Aquella parte de la iglesia está sumida en una casi completa oscuridad
Todo es silencio a su alrededor, en medio de aquel frescor que le envuelve.
Las imágenes de los santos le miran con sus ojos vacíos e inexpresivos.
El rostro de Cristo, en lo alto, tiene la boca abierta, como si estuviera emitiendo un grito.
Y, bajo la bóveda, un demonio acecha a una pobre alma humana toda desnuda. El Caballero oye de pronto un rumor tras la rejilla del confesionario y se vuelve inmediatamente.
Por un instante, se entrevé el rostro de la Muerte. Pero el Caballero no lo ve.
EL CABALLERO: Quisiera hablarte con toda la franqueza que me sea posible. Sin embargo, siento que mi corazón está horriblemente vacío.
La Muerte guarda silencio.
EL CABALLERO: Ese vacío es como un espejo vuelto sobre mi rostro, por lo que me veo obligado a mirarme a mí mismo, con lo cual siento un profundo asco.
La Muerte continúa en silencio.
EL CABALLERO: Mi indiferencia por los hombres ha terminado por colocarme fuera de su comunidad.

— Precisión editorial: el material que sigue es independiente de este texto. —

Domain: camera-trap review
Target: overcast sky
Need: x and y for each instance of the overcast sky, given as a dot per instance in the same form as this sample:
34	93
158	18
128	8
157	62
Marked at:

En realidad, vivo en un mundo fantasmagórico, encerrado por completo en mis sueños y en mis fantasías.
LA MUERTE: Sin embargo, y a pesar de ello, tú no deseas morir.
EL CABALLERO: Es cierto.
LA MUERTE: En tal caso, ¿qué es lo que esperas aún?
EL CABALLERO: Quiero saber.
LA MUERTE: ¿Acaso buscas garantías?
EL CABALLERO: Llámalo como quieras... ¿ Por qué no es posible percibir a Dios con los sentidos? ¿Por qué es necesario que se oculte en la niebla de las promesas expresadas por medio de milagros que nadie ha visto?
La Muerte guarda silencio.
EL CABALLERO: ¿Cómo podemos los creyentes creer en Él cuando no creemos ni en nosotros mismos? ¿Y qué será de los que deseamos tener fe y no podemos conseguirlo? ¿Y de los que no pueden ni quieren tener fe?
El Caballero espera una respuesta. Pero no le responde nadie.
El más completo silencio se hace a su alrededor.